Group Homomorphisms from Z/<5> to Z/<5>: A Brute Force Approach

[mathematician]

Homework Statement

Find all homomorphisms from Z/<5> into Z/<5>.

The Attempt at a Solution

Is this a brute force question where we consider all the possibilities for the function?
i.e f(0)=0,1,2,3,4
But that would still be combinatorially difficult.

 

[ircdan]

If f(1) =0, then f(x) = 0 for all x. Otherwise, there is k !=0 s.t. f(x) = kx for all x. So there are exactly 5 homos.
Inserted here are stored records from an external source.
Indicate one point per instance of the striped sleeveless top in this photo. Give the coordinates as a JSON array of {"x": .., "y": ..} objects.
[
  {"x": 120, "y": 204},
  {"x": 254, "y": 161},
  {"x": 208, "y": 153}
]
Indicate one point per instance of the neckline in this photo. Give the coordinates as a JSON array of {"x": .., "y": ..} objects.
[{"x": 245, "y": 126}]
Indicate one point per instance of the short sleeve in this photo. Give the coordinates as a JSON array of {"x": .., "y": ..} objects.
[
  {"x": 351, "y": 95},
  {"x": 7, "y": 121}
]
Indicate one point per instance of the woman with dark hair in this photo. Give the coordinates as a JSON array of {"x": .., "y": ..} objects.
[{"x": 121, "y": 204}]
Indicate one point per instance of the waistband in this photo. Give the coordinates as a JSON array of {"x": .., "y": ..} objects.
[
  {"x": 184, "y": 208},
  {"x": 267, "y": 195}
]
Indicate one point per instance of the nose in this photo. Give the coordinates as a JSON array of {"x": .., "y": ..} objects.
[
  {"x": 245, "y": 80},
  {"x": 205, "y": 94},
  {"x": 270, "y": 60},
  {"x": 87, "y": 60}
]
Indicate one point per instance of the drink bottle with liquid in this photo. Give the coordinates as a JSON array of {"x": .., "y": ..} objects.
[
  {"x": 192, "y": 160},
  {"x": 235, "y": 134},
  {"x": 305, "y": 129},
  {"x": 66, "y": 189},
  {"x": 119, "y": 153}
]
I'll let you fill in the details(I left out several).

 

[MathematicalPhysicist]

Z/<5>={z<5>|z in Z}
but: <5>={5^0,5^1,...}
from your notation i understnad that <5> should be 5Z.
first you need to specify if it's with respect to addition or multiplication.
let's assume it's addition then 0 should be mapped to zero, and then you need
to map everything that the operation will stay as it is, i mean that f(a+b)=f(a)+f(b)
for example f(4+1)=f(5)=f(0)=0=f(4)+f(1) then the only couple for f(1) or f(4) are 2,3 or 4 and 1 or both zero, and this way you keep mapping between them.
so as you said it's a brute force type of question.

 

[ircdan]

edit

 

[Mystic998]

Presumably, <5> indicates the ideal generated by 5, and not the group.

 

[HallsofIvy]

Presumably, <5> indicates the ideal generated by 5, and not the group.

Yes, and so Z/<5> is the quotient group, the "group of integers modulo 5" as everyone is assuming.

Homework Statement

Find all homomorphisms from Z/<5> into Z/<5>.

The Attempt at a Solution

Is this a brute force question where we consider all the possibilities for the function?
i.e f(0)=0,1,2,3,4
But that would still be combinatorially difficult.

No, not at all. There are only 5 such homomorphisms, not 5!= 120 as you may be thinking; you cannot just assign values arbitrarily. If f is a homomorphism then f(a+ b)= f(a)+ f(b) so f(2)= f(1)+ f(1), f(3)= f(1)+ f(1)+ f(1), and f(4)= f(1)+ f(1)+ f(1)+ f(1). (Of course f(0)= 0 for every homomorphism.) Every thing depends entirely on what f(1) is and there are 5 possible values for that.